The revision 0x300 generic error data entry is different
from the old version, but currently iterating through the
GHES estatus blocks does not take into account this difference.
This will lead to failure to get the right data entry if GHES
has revision 0x300 error data entry.
Update the GHES estatus iteration to properly increment using
acpi_hest_get_next, and correct the iteration termination condition
because the status block data length only includes error data length.
Clear the CPER estatus printing iteration logic to use same macro.
Signed-off-by: Dongjiu Geng <[email protected]>
CC: Tyler Baicar <[email protected]>
---
drivers/acpi/apei/apei-internal.h | 5 -----
drivers/firmware/efi/cper.c | 7 +------
include/acpi/ghes.h | 5 +++++
3 files changed, 6 insertions(+), 11 deletions(-)

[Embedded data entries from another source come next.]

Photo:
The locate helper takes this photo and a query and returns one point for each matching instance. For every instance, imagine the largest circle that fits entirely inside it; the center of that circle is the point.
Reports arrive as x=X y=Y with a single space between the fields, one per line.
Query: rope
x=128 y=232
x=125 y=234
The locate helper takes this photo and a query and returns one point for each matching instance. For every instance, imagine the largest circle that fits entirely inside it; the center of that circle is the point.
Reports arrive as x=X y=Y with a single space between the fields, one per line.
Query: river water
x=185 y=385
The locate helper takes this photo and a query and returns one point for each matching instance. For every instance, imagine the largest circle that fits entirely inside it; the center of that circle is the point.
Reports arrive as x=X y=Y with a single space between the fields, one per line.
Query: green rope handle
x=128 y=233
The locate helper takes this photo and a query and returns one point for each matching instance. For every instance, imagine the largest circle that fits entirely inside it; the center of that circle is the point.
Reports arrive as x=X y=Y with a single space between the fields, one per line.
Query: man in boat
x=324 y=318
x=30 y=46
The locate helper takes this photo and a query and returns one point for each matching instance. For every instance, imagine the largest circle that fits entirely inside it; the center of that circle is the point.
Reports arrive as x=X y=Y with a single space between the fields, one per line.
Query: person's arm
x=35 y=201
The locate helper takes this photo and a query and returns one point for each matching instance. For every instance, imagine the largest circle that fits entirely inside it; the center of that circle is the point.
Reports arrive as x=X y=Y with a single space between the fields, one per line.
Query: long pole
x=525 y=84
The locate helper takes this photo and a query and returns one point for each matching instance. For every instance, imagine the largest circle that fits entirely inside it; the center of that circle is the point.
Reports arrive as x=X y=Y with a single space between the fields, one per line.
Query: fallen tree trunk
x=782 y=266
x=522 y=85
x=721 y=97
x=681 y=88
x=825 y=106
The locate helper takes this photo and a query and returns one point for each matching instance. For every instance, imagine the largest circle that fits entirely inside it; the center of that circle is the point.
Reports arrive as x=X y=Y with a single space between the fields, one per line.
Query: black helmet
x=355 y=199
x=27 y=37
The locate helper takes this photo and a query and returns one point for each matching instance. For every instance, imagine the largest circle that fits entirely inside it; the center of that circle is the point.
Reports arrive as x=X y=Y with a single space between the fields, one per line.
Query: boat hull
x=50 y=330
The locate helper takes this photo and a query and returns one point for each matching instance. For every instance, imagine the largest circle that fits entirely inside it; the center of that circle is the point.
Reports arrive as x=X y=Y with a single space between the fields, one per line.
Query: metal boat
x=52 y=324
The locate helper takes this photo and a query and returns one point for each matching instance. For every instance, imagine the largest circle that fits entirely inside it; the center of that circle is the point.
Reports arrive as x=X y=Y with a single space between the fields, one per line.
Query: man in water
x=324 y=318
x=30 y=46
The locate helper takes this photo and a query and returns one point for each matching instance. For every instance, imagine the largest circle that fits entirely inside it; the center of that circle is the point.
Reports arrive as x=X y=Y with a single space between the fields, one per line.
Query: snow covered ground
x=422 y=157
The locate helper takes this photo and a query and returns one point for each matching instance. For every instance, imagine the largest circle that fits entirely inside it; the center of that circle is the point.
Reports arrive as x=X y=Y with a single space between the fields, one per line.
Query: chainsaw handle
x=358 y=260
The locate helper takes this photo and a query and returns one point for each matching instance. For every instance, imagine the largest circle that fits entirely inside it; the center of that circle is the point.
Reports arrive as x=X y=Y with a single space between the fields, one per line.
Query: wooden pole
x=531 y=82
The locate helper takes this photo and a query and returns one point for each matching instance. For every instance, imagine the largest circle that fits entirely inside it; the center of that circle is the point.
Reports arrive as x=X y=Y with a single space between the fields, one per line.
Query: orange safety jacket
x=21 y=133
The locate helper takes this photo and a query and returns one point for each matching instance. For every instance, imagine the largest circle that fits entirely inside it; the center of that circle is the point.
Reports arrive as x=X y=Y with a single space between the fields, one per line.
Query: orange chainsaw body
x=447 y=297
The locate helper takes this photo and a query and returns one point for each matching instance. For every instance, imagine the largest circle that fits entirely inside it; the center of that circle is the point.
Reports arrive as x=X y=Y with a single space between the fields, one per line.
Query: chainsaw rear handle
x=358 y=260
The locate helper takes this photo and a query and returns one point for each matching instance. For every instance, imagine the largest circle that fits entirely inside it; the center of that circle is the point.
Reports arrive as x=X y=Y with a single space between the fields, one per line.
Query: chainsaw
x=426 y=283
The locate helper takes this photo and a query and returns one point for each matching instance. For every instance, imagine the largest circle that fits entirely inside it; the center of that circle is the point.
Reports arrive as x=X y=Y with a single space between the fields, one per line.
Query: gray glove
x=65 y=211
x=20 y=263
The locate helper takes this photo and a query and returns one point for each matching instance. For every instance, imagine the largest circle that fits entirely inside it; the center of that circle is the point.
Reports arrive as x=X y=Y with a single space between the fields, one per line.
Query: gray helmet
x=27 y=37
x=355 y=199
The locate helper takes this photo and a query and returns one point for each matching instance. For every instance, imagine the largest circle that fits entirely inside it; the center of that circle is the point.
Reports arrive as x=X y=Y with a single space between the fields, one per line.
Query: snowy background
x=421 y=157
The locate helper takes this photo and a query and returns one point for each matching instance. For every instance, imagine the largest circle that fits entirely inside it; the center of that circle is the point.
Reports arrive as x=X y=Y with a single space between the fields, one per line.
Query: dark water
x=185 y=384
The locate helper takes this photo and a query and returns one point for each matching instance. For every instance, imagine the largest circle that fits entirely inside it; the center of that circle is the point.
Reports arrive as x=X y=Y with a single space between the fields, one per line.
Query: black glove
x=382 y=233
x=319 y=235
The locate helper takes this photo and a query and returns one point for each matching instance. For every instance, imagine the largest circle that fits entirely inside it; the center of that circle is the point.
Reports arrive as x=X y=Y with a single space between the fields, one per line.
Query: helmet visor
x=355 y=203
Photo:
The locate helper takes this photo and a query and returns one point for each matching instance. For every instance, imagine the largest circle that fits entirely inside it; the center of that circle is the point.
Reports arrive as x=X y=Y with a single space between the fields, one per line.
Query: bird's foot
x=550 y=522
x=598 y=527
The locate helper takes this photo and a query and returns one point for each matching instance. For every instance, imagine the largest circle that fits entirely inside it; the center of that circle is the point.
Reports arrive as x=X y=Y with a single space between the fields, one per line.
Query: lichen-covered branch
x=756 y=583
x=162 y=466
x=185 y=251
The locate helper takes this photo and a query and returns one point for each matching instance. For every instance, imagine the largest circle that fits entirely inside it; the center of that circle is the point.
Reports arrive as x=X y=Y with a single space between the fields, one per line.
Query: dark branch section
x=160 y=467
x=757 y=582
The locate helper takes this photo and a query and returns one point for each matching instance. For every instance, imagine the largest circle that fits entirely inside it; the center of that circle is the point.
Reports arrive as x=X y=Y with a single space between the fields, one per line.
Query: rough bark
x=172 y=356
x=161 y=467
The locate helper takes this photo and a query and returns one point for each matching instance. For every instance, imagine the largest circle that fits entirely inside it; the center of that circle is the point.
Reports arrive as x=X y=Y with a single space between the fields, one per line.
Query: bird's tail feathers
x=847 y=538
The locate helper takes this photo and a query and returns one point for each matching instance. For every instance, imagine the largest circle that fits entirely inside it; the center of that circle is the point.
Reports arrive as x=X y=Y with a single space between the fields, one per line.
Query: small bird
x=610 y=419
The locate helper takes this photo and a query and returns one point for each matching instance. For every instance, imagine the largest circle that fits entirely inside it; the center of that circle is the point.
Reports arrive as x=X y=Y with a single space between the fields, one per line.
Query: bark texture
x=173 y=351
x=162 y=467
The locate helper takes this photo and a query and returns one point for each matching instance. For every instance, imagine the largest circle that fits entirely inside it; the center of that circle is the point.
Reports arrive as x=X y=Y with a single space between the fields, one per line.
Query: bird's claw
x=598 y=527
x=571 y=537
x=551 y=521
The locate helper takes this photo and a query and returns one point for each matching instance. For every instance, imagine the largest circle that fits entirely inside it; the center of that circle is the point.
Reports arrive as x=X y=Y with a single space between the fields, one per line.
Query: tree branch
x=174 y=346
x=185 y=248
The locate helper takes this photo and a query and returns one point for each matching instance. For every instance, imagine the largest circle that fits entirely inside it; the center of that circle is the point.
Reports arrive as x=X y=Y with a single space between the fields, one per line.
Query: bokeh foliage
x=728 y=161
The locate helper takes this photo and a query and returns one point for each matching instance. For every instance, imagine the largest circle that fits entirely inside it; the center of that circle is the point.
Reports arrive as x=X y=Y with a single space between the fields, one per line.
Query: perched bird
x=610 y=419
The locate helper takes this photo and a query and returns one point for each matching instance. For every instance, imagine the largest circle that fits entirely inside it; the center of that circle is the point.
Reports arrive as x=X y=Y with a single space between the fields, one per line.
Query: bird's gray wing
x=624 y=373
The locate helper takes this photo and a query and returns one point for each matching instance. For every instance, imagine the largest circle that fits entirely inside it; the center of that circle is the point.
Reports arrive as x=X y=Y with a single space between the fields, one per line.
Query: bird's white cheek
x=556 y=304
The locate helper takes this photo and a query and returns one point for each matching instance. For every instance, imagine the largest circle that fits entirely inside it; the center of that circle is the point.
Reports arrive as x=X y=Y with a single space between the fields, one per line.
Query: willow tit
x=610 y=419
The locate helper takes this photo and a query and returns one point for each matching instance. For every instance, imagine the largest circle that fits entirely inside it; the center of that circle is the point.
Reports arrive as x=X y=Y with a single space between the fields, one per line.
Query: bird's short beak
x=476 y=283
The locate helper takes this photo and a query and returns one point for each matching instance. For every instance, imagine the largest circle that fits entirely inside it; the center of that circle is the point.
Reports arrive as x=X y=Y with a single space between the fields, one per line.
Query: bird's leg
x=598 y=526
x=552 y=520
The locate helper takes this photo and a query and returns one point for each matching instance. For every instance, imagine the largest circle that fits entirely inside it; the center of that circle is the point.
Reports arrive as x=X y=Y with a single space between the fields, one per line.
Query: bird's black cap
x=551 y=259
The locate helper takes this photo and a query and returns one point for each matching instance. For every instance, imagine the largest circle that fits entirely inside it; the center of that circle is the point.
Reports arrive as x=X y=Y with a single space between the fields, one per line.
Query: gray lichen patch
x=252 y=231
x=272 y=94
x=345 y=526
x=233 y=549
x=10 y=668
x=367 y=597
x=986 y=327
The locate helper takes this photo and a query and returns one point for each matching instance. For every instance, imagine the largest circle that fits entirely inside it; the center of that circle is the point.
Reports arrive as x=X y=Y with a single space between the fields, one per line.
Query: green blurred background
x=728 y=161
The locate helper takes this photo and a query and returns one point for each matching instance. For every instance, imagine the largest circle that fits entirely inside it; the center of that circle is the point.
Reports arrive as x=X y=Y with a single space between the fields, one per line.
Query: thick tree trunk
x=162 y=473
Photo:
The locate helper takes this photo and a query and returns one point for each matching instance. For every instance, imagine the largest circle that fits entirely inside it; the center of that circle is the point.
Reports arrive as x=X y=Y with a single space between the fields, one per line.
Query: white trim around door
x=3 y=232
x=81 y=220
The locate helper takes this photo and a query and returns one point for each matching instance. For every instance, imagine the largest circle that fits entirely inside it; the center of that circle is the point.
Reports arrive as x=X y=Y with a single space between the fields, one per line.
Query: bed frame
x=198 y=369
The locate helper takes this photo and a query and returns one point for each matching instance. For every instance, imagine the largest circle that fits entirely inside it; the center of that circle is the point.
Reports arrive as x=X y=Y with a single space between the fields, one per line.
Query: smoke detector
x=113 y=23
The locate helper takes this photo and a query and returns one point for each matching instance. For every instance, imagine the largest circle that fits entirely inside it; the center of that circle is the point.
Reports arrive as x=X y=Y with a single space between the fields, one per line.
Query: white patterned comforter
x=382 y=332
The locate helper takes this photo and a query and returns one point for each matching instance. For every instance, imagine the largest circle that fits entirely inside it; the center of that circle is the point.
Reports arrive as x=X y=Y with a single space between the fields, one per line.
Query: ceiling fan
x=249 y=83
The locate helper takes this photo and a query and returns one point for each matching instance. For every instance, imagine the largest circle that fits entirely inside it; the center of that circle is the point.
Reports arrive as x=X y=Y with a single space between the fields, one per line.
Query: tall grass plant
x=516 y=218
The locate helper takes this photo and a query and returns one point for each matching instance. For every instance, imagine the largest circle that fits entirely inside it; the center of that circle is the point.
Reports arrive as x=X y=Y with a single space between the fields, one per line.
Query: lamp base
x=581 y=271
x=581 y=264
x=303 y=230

diff --git a/drivers/acpi/apei/apei-internal.h b/drivers/acpi/apei/apei-internal.h
index 6e9f14c0a71b..cb4126051f62 100644
--- a/drivers/acpi/apei/apei-internal.h
+++ b/drivers/acpi/apei/apei-internal.h
@@ -120,11 +120,6 @@ int apei_exec_collect_resources(struct apei_exec_context *ctx,
struct dentry;
struct dentry *apei_get_debugfs_dir(void);
-#define apei_estatus_for_each_section(estatus, section) \
- for (section = (struct acpi_hest_generic_data *)(estatus + 1); \
- (void *)section - (void *)estatus < estatus->data_length; \
- section = (void *)(section+1) + section->error_data_length)
-
static inline u32 cper_estatus_len(struct acpi_hest_generic_status *estatus)
{
if (estatus->raw_data_length)
diff --git a/drivers/firmware/efi/cper.c b/drivers/firmware/efi/cper.c
index 48a8f69da42a..dff454321160 100644
--- a/drivers/firmware/efi/cper.c
+++ b/drivers/firmware/efi/cper.c
@@ -606,7 +606,6 @@ void cper_estatus_print(const char *pfx,
const struct acpi_hest_generic_status *estatus)
{
struct acpi_hest_generic_data *gdata;
- unsigned int data_len;
int sec_no = 0;
char newpfx[64];
__u16 severity;
@@ -617,14 +616,10 @@ void cper_estatus_print(const char *pfx,
"It has been corrected by h/w "
"and requires no further action");
printk("%s""event severity: %s\n", pfx, cper_severity_str(severity));
- data_len = estatus->data_length;
- gdata = (struct acpi_hest_generic_data *)(estatus + 1);
snprintf(newpfx, sizeof(newpfx), "%s%s", pfx, INDENT_SP);
- while (data_len >= acpi_hest_get_size(gdata)) {
+ apei_estatus_for_each_section(estatus, gdata) {
cper_estatus_print_section(newpfx, gdata, sec_no);
- data_len -= acpi_hest_get_record_size(gdata);
- gdata = acpi_hest_get_next(gdata);
sec_no++;
}
}
diff --git a/include/acpi/ghes.h b/include/acpi/ghes.h
index 9f26e01186ae..9061c5c743b3 100644
--- a/include/acpi/ghes.h
+++ b/include/acpi/ghes.h
@@ -113,6 +113,11 @@ static inline void *acpi_hest_get_next(struct acpi_hest_generic_data *gdata)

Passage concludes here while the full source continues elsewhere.